From: Karthik Gopalratnam (karthikg@cs.washington.edu)
Date: Sun Oct 24 2004 - 23:12:43 PDT
Analysis and Simulation of a Fair Queueing Algorithm - Demers, Keshav,
Shenker
This paper discusses the motivations behind, and presents an analysis of the
Fair Queue (FQ) algorithm implemented in the gateways in order to provide
for better flow control in terms of fairness and tolerance to ill-behaved
sources.
The authors note that in order to provide better flow control, the
gateways have to be made more intelligent than treating packets on a FCFS
model. They propose a fair queue scheme that they prove is optimal by
treating fariness as a quantity defined separately in terms of bandwidth
that a source gets as well as in terms of the time required for a pakcet to
be sent out on an outgoing link on a gateway. The FQ algorithm works by
managing different queues for differnt sources based on the amount of time
they spend on an outgoing link relative to the packet size. This provides an
incentive to sources that do not exceed their fair share, thereby making it
harder for malicious sources o deny other users their fair bandwidth. This
also helps prevent congestion as opposed to merely recovering from it when
it occurs, which is a significant step forward.
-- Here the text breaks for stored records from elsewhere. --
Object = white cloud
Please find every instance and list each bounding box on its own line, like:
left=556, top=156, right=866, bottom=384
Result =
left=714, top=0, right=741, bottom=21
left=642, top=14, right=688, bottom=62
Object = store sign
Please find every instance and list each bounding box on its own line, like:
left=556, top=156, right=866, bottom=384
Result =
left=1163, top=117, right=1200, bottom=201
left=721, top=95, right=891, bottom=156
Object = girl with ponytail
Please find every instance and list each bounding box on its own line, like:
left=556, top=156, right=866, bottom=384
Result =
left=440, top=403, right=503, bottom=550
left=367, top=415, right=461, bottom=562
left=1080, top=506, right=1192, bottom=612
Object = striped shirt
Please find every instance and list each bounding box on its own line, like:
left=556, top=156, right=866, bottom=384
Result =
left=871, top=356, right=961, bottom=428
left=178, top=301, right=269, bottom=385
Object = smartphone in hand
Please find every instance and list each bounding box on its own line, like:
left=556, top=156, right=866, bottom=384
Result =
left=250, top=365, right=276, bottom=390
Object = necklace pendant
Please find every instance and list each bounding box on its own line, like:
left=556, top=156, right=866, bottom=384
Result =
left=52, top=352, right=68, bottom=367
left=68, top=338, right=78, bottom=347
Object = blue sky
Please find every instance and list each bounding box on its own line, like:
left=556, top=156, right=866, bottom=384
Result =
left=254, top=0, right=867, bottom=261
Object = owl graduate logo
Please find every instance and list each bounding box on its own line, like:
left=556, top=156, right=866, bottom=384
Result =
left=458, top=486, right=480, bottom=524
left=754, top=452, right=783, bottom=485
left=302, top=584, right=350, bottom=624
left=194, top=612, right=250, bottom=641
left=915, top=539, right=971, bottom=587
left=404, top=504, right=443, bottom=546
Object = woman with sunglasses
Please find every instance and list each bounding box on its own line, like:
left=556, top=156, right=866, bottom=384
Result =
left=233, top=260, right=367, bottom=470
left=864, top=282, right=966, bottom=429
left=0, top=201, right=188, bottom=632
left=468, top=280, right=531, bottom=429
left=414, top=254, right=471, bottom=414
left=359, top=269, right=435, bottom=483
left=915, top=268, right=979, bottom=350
There are some problems with this method as presented in this paper. Most
important - for differnt classes of service, this method clearly needs many
changes, because the same definition of fairness might not be the
appropriate choice. Clearly decoupling the delay characteristics from
bandwidth is a significant step forward, but some more work is required in
defining differnet classes of service. Secondly, in order to really realize
the potential of this, there would have to be a significant cost in deplying
this algorithm on existing routers. It is also not clear how sources can
make better use of the features provided by an intelligent network core to
optimal advantage, witout overhauling software at the ends. Also, the
overall quality of the paper would have been enhanced had the authors
presented a better picure of FQ with graphs instead of tables, which are
hard to read.
Overall, this paper is definitely a significant stepp forward, and the
authors have made a strong case for FQ.